Especialistas contestam
“Creio que durante muito tempo o apoio principal na produção legislativa provinha da Administração, em particular do Centro de Estudos Fiscais (CEF) ou/e de gabinetes formados essencialmente na base de funcionários da DGCI ou da IGF”, afirma António Carlos Santos, ex-secretário de Estado dos Assuntos Fiscais (SEAF). “Como tudo na vida, havia vantagens e inconvenientes. As vantagens eram o conhecimento dos dossiers e das negociações (comunitárias ou internacionais) e o menor custo. O principal inconveniente seria o risco de uma certa captura do corpo político pelos agentes administrativos.

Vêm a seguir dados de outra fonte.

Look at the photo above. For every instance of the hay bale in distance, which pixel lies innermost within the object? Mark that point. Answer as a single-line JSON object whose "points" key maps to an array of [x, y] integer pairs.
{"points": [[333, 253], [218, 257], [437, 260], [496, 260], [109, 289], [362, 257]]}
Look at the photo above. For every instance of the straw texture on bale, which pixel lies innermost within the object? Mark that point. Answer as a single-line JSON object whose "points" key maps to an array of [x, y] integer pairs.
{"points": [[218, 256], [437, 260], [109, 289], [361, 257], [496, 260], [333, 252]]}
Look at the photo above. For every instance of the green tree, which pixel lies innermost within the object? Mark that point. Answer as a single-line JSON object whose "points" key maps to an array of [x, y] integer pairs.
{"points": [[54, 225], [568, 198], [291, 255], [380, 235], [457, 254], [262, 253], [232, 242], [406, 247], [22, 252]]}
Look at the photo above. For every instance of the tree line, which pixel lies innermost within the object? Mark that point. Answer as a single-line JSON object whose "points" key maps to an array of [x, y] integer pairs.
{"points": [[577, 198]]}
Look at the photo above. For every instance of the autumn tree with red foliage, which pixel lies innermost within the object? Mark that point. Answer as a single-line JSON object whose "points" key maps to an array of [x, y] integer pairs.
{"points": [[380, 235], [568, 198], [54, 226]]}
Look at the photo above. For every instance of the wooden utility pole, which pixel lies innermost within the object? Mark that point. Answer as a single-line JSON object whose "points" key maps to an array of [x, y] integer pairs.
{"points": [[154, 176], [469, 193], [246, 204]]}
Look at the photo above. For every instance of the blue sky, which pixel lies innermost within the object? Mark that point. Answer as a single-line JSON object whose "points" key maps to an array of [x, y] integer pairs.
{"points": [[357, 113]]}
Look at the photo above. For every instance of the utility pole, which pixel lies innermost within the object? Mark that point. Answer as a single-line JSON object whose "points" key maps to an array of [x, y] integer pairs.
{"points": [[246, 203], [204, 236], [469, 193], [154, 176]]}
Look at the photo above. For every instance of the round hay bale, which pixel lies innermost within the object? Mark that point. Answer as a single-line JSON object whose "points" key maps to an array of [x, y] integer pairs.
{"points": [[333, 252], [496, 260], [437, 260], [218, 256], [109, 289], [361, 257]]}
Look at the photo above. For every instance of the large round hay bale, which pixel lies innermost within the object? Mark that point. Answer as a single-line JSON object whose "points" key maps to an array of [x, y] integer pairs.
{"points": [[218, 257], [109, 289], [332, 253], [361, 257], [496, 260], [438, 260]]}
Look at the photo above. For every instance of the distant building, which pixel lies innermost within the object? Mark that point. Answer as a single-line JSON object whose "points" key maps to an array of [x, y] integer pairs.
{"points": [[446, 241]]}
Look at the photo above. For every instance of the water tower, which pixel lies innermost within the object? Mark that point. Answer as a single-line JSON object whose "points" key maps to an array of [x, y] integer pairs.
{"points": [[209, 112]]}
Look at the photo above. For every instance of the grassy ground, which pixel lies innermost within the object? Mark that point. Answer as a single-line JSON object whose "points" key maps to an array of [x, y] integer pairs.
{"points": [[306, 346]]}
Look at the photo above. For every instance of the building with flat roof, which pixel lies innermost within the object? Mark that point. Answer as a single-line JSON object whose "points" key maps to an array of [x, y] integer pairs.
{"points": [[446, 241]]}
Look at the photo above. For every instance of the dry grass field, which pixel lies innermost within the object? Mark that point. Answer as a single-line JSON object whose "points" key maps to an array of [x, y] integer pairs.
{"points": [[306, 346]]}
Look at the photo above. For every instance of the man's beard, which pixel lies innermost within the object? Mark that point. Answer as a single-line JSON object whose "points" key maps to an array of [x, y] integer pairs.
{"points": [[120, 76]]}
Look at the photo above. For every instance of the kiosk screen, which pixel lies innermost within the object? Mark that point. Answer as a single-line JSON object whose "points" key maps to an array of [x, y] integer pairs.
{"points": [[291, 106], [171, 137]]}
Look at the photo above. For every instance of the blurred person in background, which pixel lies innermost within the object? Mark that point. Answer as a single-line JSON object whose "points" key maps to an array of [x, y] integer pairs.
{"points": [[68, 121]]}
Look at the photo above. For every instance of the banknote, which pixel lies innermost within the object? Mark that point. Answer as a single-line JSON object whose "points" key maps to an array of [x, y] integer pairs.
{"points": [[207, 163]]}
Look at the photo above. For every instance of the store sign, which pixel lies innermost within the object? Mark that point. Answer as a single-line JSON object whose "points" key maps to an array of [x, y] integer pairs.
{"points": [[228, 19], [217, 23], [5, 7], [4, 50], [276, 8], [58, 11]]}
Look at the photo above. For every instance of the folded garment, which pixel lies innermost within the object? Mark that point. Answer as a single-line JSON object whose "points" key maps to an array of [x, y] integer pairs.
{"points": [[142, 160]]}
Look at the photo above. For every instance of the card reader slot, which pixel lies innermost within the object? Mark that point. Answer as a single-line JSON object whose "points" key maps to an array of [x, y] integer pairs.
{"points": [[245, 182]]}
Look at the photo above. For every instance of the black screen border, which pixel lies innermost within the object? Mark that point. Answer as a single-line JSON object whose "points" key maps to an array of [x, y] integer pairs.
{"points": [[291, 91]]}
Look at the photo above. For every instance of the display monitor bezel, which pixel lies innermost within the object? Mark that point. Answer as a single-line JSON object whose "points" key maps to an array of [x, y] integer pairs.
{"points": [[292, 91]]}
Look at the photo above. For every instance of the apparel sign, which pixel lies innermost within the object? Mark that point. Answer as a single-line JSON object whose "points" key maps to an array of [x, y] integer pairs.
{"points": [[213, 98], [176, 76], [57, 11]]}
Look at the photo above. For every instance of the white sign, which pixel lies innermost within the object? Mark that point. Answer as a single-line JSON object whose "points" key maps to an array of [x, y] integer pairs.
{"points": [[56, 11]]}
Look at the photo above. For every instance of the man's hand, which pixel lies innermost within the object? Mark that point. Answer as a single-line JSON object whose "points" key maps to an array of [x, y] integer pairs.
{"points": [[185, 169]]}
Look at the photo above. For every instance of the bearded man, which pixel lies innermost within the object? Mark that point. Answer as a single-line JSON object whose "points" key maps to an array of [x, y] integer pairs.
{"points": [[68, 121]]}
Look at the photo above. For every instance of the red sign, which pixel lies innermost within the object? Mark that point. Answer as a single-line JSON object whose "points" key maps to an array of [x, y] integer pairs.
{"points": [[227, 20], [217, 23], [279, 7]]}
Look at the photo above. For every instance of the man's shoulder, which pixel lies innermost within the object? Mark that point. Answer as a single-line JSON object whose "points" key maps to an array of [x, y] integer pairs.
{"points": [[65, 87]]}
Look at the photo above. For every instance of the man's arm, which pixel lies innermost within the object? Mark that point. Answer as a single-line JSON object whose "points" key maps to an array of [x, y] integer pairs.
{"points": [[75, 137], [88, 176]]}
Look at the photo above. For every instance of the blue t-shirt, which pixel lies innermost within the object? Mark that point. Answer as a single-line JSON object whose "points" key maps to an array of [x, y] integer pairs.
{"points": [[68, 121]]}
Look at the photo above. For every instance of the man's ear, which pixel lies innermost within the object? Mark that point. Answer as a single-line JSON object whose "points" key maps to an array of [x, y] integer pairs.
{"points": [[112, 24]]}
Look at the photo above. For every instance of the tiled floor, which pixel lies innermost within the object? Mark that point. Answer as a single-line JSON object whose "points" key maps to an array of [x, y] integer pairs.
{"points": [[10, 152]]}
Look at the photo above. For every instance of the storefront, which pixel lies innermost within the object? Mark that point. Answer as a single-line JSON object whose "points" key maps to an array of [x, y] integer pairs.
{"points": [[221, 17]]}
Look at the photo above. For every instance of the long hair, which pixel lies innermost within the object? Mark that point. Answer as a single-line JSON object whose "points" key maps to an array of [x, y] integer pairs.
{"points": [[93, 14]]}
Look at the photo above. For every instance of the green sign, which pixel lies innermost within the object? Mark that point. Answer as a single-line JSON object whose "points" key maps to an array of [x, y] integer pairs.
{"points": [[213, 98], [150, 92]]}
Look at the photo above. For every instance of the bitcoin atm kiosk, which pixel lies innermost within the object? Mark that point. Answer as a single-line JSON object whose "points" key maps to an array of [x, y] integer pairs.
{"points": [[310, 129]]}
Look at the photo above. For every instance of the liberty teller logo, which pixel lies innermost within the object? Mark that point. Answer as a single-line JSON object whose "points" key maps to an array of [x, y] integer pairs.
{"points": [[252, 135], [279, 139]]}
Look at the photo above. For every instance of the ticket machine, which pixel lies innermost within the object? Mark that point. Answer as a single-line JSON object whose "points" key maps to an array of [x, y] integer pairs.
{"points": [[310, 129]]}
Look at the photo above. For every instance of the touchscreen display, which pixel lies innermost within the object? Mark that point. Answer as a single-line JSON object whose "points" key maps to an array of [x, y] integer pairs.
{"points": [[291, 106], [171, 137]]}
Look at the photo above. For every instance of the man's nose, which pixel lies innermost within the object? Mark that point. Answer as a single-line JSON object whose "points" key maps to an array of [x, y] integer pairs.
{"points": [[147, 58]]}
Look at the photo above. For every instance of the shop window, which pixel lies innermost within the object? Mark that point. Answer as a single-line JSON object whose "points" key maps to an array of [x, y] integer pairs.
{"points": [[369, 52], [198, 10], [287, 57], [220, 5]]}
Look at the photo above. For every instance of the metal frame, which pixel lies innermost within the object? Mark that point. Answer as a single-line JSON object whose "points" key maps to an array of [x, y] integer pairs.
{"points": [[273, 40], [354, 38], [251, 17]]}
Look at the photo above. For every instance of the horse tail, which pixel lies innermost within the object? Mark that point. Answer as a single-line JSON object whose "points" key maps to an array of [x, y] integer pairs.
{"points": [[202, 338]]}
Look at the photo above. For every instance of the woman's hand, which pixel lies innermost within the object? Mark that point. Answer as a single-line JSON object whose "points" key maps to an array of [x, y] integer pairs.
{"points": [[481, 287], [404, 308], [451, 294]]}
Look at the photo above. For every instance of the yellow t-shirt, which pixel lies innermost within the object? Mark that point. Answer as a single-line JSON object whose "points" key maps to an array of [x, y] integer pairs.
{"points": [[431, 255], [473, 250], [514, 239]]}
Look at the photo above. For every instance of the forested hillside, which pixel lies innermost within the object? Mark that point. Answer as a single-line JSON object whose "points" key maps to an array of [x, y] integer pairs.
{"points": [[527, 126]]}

Não é raro a administração propor soluções legislativas idênticas a governos de cor distinta ou procurar mudar a seu favor interpretações dos Tribunais que lhe são contrárias”. Apesar disso, acrescenta, “diferente é o recurso sistemático a consultoras ou gabinetes externos, situação que, em meu entender, deveria ser evitada pela promiscuidade que pode acarretar”.
Outro ex-responsável, que preferiu o anonimato, admite que esse recurso tente ultrapassar a incapacidade dos serviços, atenuar a filosofia de que estão imbuídos – a de “cobradores de impostos” – ou a dificuldade de consultoria técnica do CEF: “Nunca estão”. Algo que explica que os gabinetes do SEAF criem estruturas paralelas aos serviços.

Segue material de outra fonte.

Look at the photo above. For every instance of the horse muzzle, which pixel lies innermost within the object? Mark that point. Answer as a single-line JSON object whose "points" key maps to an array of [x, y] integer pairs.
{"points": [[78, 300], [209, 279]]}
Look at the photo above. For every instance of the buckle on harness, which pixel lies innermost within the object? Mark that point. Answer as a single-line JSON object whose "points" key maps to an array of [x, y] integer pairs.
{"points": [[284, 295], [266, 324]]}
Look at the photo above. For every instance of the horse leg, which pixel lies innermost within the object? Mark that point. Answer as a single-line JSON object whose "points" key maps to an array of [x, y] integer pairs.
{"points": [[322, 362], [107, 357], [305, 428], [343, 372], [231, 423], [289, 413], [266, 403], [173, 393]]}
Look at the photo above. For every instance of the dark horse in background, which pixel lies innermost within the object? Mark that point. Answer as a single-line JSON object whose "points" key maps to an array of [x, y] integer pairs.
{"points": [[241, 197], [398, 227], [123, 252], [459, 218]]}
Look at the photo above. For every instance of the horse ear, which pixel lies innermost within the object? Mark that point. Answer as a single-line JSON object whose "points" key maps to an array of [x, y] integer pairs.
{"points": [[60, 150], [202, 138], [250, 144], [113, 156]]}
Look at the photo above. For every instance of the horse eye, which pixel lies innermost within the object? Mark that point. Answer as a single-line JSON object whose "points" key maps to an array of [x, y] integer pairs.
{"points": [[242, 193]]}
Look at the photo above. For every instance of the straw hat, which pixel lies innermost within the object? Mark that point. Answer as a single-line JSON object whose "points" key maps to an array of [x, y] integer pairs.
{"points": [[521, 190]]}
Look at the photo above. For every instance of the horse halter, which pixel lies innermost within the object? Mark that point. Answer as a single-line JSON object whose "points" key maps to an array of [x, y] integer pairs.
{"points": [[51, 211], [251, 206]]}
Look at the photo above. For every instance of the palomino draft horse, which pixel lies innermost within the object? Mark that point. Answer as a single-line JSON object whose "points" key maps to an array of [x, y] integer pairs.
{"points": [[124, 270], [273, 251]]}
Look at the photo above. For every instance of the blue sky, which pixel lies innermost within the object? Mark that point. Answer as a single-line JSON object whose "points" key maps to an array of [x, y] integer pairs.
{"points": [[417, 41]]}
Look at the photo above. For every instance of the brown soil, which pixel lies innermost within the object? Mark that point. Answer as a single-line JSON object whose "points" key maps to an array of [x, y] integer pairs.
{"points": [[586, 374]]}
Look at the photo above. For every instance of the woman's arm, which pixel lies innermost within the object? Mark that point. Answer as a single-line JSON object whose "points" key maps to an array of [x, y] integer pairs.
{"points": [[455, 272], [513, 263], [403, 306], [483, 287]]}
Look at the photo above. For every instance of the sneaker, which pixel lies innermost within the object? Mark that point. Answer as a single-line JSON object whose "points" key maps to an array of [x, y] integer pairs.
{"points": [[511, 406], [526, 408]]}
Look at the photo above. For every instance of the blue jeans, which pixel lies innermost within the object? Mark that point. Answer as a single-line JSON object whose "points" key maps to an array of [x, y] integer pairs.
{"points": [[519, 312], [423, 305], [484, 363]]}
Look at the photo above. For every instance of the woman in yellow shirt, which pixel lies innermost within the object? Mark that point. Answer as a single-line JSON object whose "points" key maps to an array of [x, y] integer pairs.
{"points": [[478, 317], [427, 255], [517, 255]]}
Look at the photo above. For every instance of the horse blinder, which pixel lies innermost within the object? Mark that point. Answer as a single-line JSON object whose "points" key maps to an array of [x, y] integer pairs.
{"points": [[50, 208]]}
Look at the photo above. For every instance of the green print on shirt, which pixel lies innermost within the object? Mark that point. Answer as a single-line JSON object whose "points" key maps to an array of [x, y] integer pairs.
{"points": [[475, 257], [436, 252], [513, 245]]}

António Carlos Santos reage: “Se essa é a razão, o que deveria fazer-se seria melhorar a formação, em matérias de política fiscal e orçamental e não apenas de direito ou de finanças públicas”.
Para Vasco Valdez, ex-SEAF do Governo Durão Barroso, foi uma novidade. “O que posso dizer, é que nos seis anos e meio em que fui SEAF nunca tal aconteceu, socorrendo-me dos serviços da então DGCI e da DGAIEC e, especialmente, do CEF”. Mas a ser verdade, “considero um verdadeiro escândalo e de facto tal mereceria uma investigação aprofundada”.
Pedro Amorim, consultor fiscal, é ainda mais peremptório. “Admito que, nos tempos mais recentes, tenha aumentado o outsourcing legislativo em matéria fiscal, ainda que tais tarefas sejam cometidas a certas sociedades de advogados ou consultores de uma forma quase sempre informal, o que a torna muito difícil, senão impossível, de controlar e avaliar. Os fortes aplausos que mereceram certas medidas (como sobre residentes não habituais, tributação efectiva em IRC, arbitragem, etc.) parecem pelo menos indiciar que a influência de certos consultores fiscais e advogados junto da SEAF terá aumentado significativamente nos últimos tempos”.
Na sua opinião, diversas razões contribuem para isso: “O progressivo enfraquecimento do CEF”, “a diminuição das regras do Estado de Direito” na actuação do Fisco, a escolha de advogados ou consultores para o cargo de SEAF que “deveria ser sempre evitada”, “os bons contributos” dos grupos de trabalhos nomeados pelo Governo (o mais recente é o relatório para o Estudo da Política Fiscal, de 2009) serem quase sempre ignorados pelo legislador; e, por último, “é evidente que nos últimos anos não há qualquer espécie de “política fiscal” minimamente coerente ou sequer digna de tal designação”.
O PÚBLICO tentou falar com dois responsáveis de duas das maiores firmas de consultoria, mas não obteve resposta.